The searching of specific files and directory paths that relate to military applications and exfiltration of this data reinforces the intention to gain access to these networks. Although the components lack basic obfuscation or stealth techniques to disguise activity, the actor may have deemed this not necessary, since many Android devices do not have a host-based detection system. Two interesting techniques are present in Infamous Chisel:
- the replacement of the legitimate
netd
executable to maintain persistence - the modification of the authentication function in the components that include dropbear
These techniques require a good level of C++ knowledge to make the alterations and an awareness of Linux authentication and boot mechanisms.
Even with the lack of concealment functions, these components present a serious threat because of the impact of the information they can collect.

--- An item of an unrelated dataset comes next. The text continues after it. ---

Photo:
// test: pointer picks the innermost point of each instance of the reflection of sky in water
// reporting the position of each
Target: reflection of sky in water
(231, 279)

The report didn’t say how the malware gets installed. In the advisory Ukraine’s security service issued earlier this month, officials said that Russian personnel had “captured Ukrainian tablets on the battlefield, pursuing the aim to spread malware and abuse available access to penetrate the system.” It’s unclear if this was the vector.
Infamous Chisel, the report said, was created by a threat actor tracked as Sandworm. Sandworm is among the most skilled and cutthroat hacking groups in the world, and it has been behind some of the most destructive attacks in history. The group has been definitively linked to the NotPetya wiper attacks of 2017, a global outbreak that a White House assessment said caused $10 billion in damages, making it the most costly hack in history. Sandworm has also been definitively tied to hacks on Ukraine’s power grid that caused widespread outages during the coldest months of 2016 and again in 2017.